Arnaud Montebourg et Matthieu Pigasse sonnent la charge contre le gouvernement

L\'ancien ministre de l\'Economie Arnaud Montebourg, le 23 février 2015, à Princeton aux Etats-Unis.
L'ancien ministre de l'Economie Arnaud Montebourg, le 23 février 2015, à Princeton aux Etats-Unis. (KENA BETANCUR / AFP)

L'ancien ministre de l'Economie et l'homme d'affaires signent une tribune au vitriol dans le "JDD", où ils reprochent notamment à l'exécutif de faire semblant de combattre le Front national.

"Hébétés, nous marchons droit vers le désastre. C'est la démocratie qui est cette fois menacée." Dès le début, le ton est donné. L'ancien ministre socialiste Arnaud Montebourg et l'homme d'affaires Matthieu Pigasse attaquent très durement, dans une tribune au Journal du dimanche publiée dimanche 7 juillet, le bilan de François Hollande.

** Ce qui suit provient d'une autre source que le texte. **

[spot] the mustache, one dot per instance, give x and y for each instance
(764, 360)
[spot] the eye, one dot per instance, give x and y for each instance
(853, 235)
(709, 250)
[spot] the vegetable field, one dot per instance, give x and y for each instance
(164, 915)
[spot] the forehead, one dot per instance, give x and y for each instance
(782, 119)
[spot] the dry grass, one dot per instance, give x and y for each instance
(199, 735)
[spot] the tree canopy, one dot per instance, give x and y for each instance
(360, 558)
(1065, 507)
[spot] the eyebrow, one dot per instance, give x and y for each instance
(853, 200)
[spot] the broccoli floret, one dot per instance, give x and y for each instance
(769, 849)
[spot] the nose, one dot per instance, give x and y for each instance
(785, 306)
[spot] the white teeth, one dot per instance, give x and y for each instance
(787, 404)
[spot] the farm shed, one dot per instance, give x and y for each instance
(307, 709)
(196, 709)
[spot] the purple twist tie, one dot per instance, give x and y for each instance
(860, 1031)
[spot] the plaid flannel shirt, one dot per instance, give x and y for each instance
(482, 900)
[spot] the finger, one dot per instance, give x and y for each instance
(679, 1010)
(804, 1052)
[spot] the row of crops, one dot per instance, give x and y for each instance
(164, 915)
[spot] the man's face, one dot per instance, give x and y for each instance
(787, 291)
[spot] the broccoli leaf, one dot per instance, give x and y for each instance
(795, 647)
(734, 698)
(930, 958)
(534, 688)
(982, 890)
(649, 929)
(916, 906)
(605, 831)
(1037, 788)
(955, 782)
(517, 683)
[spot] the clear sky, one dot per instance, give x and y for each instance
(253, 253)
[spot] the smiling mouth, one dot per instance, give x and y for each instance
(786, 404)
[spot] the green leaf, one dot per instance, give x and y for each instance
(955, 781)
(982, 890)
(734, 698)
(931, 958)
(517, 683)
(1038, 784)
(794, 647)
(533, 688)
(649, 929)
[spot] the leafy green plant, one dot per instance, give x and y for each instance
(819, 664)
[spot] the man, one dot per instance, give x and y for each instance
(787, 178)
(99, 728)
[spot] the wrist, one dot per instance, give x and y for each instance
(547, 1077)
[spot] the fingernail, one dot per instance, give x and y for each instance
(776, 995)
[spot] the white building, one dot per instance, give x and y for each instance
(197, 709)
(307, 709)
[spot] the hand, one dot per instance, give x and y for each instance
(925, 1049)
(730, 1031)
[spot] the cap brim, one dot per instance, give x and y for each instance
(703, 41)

Ils souhaitent une "coalition des pays européens" pour une stratégie de "baisse d'impôts en faveur des ménages" et de résorption du déficit "par la croissance mais non par l'austérité".

"L'absurde conformisme bruxellois" de la politique de l'exécutif "est devenu une gigantesque fabrique à suffrages du Front national", accusent ainsi les deux hommes dans ce texte très incisif, alors que le Parti socialiste est en plein congrès à Poitiers.

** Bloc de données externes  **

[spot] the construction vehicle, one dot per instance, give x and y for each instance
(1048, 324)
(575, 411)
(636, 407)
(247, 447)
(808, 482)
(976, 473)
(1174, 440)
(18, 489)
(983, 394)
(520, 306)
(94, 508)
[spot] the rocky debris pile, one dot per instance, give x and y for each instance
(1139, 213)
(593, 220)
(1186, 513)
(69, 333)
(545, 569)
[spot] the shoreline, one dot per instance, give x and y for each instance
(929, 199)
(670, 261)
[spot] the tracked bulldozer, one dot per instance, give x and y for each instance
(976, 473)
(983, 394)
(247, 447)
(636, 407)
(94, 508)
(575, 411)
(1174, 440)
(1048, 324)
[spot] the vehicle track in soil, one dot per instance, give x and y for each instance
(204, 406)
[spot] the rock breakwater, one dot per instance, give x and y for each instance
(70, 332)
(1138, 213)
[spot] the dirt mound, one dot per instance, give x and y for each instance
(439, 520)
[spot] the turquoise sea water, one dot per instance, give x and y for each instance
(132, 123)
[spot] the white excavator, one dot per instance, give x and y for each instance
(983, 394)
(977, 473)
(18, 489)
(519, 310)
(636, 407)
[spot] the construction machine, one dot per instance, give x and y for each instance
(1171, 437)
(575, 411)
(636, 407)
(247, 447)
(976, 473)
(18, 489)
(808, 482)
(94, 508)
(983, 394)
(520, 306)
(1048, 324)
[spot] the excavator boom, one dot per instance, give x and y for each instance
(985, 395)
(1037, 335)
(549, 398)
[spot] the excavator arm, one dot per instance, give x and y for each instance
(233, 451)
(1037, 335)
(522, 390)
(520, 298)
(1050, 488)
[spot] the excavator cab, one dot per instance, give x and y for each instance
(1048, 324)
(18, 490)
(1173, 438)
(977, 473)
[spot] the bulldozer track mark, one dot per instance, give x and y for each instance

Faire semblant de combattre le FN pour se donner bonne conscience n’a aucun effetArnaud Montebourg et Mathieu PigasseJDD

"Il n'est pas trop tard"

"Au fil des alternances, les Français votent en conscience pour la 'rupture' ou le 'changement' mais s'aperçoivent que la politique économique - donc européenne - qui s'ensuit est toujours la même. Tout président élu commence par aller faire ses génuflexions à Berlin puis à Bruxelles, enterrant en 72 heures ses engagements de campagne", poursuivent l'ancien ministre de l'Economie, figure de l'aile gauche du parti qui a quitté le gouvernement en août 2014, et Matthieu Pigasse, banquier et patron de presse.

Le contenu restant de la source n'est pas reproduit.